Is the Dirac Lagrangian Hermitian?
$$(\psi^\dagger \gamma^0 \psi)^* = \psi^\dagger \gamma^0 \psi$$ because $\gamma^0$ is hermitian. Also,
$$ \begin{align} (\psi^\dagger i \gamma^0 \gamma^\mu \partial_\mu \psi)^* &= -i \partial_\mu\psi^\dagger \gamma^{\mu\dagger} \gamma^0 \psi\\ &= -i \partial_\mu\psi^\dagger (\gamma^0 \gamma^\mu \gamma^0)\gamma^0 \psi\\ &= -i \partial_\mu\psi^\dagger \gamma^0 \gamma^\mu \psi\\ &= i \psi^\dagger \gamma^0 \gamma^\mu \partial_\mu\psi + \mathrm{surface\,\,term}\\ \end{align} $$ For the second line I used $\gamma^{\mu\dagger} = \gamma^0 \gamma^\mu \gamma^0$ and for the last line I integrated by parts.
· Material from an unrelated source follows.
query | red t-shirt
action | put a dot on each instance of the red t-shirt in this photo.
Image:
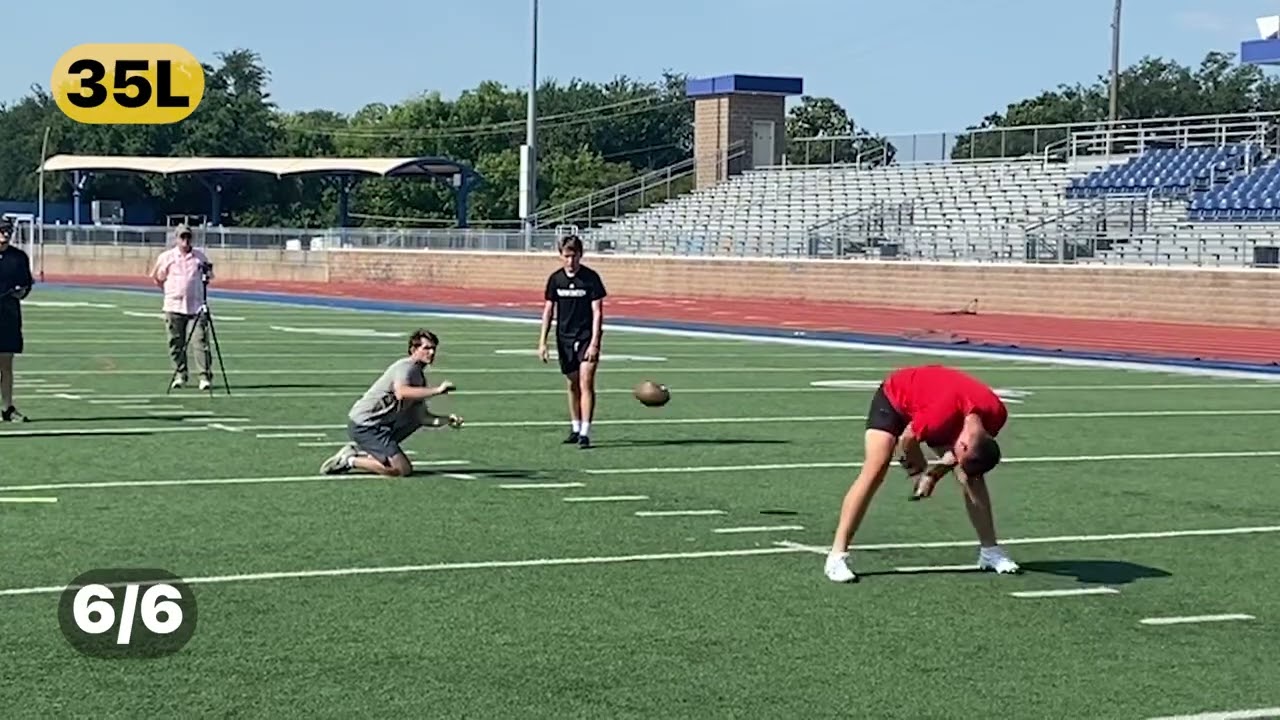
(936, 399)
I think your question hinges on this part, because the last "index" we sum over is the spacetime index $x^\mu$, i.e., integration. It is the same reason why the quantum mechanical momentum operator $p = i \tfrac{\partial}{\partial x}$ is hermitian.
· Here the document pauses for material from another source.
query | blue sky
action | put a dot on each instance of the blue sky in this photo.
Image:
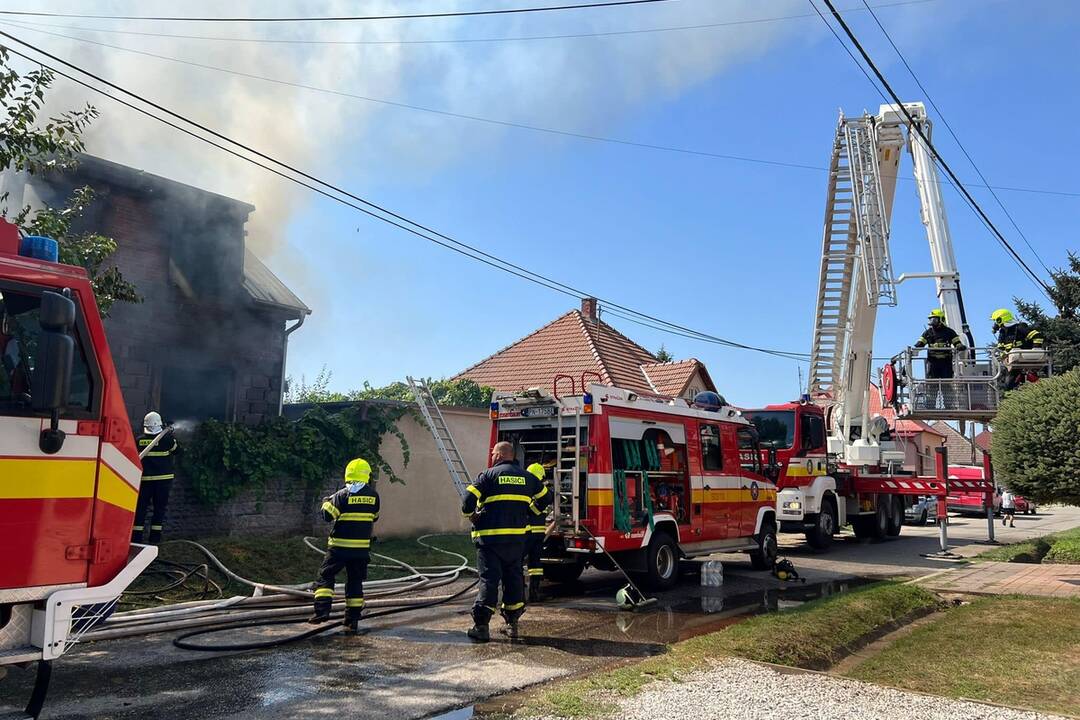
(723, 246)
Edit: Something I glossed over is that the spinors are also Grassmann numbers, so care has to be taken. In particular, this means that the components of the spinors satisfy
$$(\psi_i \phi_j)^* = \phi_j^* \psi_i^*$$
(more about that here). One already interchanges the objects when taking the Hermitian conjugate by the rules of matrix algebra, and there is a temptation to want to introduce a minus sign because they are Grassmann numbers, but this would be redundant. Borrowing from the linked math.se answer: $$ \begin{align} (\eta\xi)^*&=[(a+ib)(c+id)]^*\\ &=(ac-bd+ibc+iad)^*\\ &=ca-db-icb-ida\\ &=(c-id)(a-ib)=\xi^*\eta^* \end{align} $$
In principle what matters is the action and not the Lagrangian density that, strictly speaking must not be considered as an observable, since it is defined up to boundary terms. Concerning the free Lagrangian you are considering, it is real up to a boundary term. You can also re-define it just by adding the Hermitean conjugate Lagrangian you wrote to the original one and taking one half the result. This new Lagrangian density is real and equivalent to the initial one.